The government's strategy to increase equitable access and improve the quality of secondary education has significant fiscal implications for both investment and recurrent costs. Given the current macroeconomic situation, the SEIP aims to encourage greater rationalization of expenditures and prioritization of investments. Key activities under the Ghana Education Sector Project (EdSeP 2004-2011) and the Ghana Education For All Fast Track Initiative projects (EFA-FTI 2005-2008), have been sustained because investments were focused on targeted beneficiaries and/or districts to ensure more equitable financing in the sector to those localities and populations previously underserved. The government is applying lessons from previous projects in developing a targeted program based on a long term vision to make secondary education gradually universal and progressively free, a requirement of Ghana’s Constitution. With facilities and quality improvement of existing SHSs, the government is introducing efficiencies which will allow more students to access SHS in existing facilities. As part of its program, the government plans to initiate an expenditure review which will recommend efficiency measures to improve the sustainability of the SHS sub-sector. Better schools may attract more students which may improve the utilization rate in under subscribed SHSs and indirectly lead to the decongestion of over-subscribed SHSs.
THE SEIP IS SUPPORTING A NUMBER OF ACTIVITIES. HOW ARE WE SURE THAT THESE ARE THE IMPORTANT ACTIVITIES TO DELIVER THE RESULTS OF PROVIDING QUALITY SHS EDUCATION AND EQUITABLE ACCESS?
As a results-based project, funds will be disbursed only when key results or outcomes are achieved, ensuring that services are delivered and not just inputs procured. The SEIP activities are also evidence-based and the preparation of the project had a rigorous analytical focus. This ensures that implementation focuses on activities that have been proven to deliver outcomes e.g. scholarships.

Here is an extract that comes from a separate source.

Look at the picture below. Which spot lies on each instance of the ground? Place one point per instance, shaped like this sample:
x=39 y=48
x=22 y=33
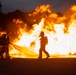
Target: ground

The in-built flexibility of a results-based approach and the allowance to conduct further research under Component 2 also ensures that as implementation progresses, the government will have an opportunity to test out different modes of delivery in order to achieve the agreed results. This flexibility will help inform policy makers on how to maximize impact and apply lessons learned.
WHAT ARE THE TERMS OF BORROWING?
The terms of borrowing are: 1.25% interest per annum and a 25 year repayment, including a five-year grace period.